Read_string/3 counts code points, right?

From read_string/3:

read_string(+Stream, ?Length, -String)

Read at most Length characters from Stream and return them in the string String. If Length is unbound, Stream is read to the end and Length is unified with the number of characters read.

I want to double check here since character encoding can get slippery.

The “… at most Length characters…” means “… at most Length Unicode code points…” that are read from Stream, right?
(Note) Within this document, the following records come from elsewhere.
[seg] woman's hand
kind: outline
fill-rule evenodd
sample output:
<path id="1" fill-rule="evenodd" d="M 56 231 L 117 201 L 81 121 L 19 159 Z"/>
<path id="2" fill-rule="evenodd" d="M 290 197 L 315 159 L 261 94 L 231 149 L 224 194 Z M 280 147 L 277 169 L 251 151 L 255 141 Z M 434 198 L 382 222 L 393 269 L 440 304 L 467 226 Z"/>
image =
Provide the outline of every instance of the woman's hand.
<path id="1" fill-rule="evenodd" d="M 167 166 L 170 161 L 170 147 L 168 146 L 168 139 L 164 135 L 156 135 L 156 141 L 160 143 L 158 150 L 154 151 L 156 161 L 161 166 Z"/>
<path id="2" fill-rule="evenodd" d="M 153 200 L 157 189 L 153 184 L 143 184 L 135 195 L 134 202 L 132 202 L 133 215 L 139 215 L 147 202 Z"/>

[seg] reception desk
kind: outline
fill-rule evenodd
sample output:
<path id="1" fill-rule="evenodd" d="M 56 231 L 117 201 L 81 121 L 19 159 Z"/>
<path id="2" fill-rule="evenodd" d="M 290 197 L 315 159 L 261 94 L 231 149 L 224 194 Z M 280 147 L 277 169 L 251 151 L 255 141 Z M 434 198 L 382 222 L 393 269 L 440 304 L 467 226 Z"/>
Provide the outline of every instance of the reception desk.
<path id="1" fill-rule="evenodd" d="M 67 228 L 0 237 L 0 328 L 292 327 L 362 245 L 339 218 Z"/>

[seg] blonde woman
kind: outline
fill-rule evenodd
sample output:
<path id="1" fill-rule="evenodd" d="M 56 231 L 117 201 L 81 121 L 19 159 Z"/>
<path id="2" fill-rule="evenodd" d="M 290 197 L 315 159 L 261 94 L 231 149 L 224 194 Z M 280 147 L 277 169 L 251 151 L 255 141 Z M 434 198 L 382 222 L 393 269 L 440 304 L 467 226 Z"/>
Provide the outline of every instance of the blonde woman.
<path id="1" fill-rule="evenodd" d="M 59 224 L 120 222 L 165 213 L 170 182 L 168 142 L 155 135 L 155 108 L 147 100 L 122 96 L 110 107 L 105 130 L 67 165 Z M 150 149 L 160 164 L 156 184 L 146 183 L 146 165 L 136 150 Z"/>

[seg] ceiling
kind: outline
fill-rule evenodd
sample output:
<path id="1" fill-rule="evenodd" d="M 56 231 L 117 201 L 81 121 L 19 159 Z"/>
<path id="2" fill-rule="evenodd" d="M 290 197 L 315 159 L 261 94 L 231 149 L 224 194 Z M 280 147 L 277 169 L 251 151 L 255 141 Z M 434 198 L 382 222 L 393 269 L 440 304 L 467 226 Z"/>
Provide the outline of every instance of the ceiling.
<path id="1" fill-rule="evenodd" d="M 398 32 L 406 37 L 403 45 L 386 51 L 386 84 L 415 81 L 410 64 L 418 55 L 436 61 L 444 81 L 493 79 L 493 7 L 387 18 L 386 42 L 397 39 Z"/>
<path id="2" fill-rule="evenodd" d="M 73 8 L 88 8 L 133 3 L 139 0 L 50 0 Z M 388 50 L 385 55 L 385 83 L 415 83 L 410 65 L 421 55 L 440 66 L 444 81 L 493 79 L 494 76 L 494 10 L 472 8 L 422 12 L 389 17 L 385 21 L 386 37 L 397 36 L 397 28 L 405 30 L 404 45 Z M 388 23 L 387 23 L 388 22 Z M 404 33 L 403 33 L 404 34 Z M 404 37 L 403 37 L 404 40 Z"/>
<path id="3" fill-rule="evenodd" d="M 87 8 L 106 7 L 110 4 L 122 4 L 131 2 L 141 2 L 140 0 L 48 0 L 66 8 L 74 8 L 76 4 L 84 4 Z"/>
Edit: Assuming the answer is yes: Is there a predicate like read_string that will read N bytes from a stream and convert to a string?

Yes.

No :slight_smile: You can use stream_range_open/3. That creates a filter stream with a defined length. Next you can simply read up to end-of-file. So,

    setup_call_cleanup(
         stream_range_open(Input, Tmp, [size(Bytes)]),
         ( set_steam(Tmp, encoding(utf8)),
           read_string(Tmp, _, String)
         ),
         close(Tmp)).

Now, if you need to read JSON, a Prolog term or something else you can directly read from a stream you do not need the intermediate string. This is used to deal with Content-Length: Bytes in HTTP streams.

Note that with Unicode in UTF-8, that predicate would have a bug if you provide the number of bytes and you don’t read the whole unicode character.

Can you clarify with an example where the bug occurs. I ask because this is my line of thought and you seem to have a different line of thought.

Welcome to SWI-Prolog (threaded, 64 bits, version 8.5.5)
...

?- current_prolog_flag(encoding,E).
E = text.

?- open_string("→",Stream),read_string(Stream,L,String),string_codes(String,Codes).
Stream = <stream>(000000000655DEC0),
L = 1,
String = "→",
Codes = [8594].

?- set_prolog_flag(encoding,utf8).
true.

?- current_prolog_flag(encoding,E).
E = utf8.

?- open_string("→",Stream),read_string(Stream,L,String),string_codes(String,Codes).
Stream = <stream>(000000000655DEC0),
L = 1,
String = "→",
Codes = [8594].

Rightwards Arrow → (ref)

When the length is set to 1, it still reads the Unicode character.

?- open_string("→",Stream),read_string(Stream,1,String),string_codes(String,Codes).
Stream = <stream>(0000000006257D00),
String = "→",
Codes = [8594].

Without going too deep, a byte is 8 bits, so the largest integer you can represent with a byte is 256. In your example, the code 8594 cannot be a byte.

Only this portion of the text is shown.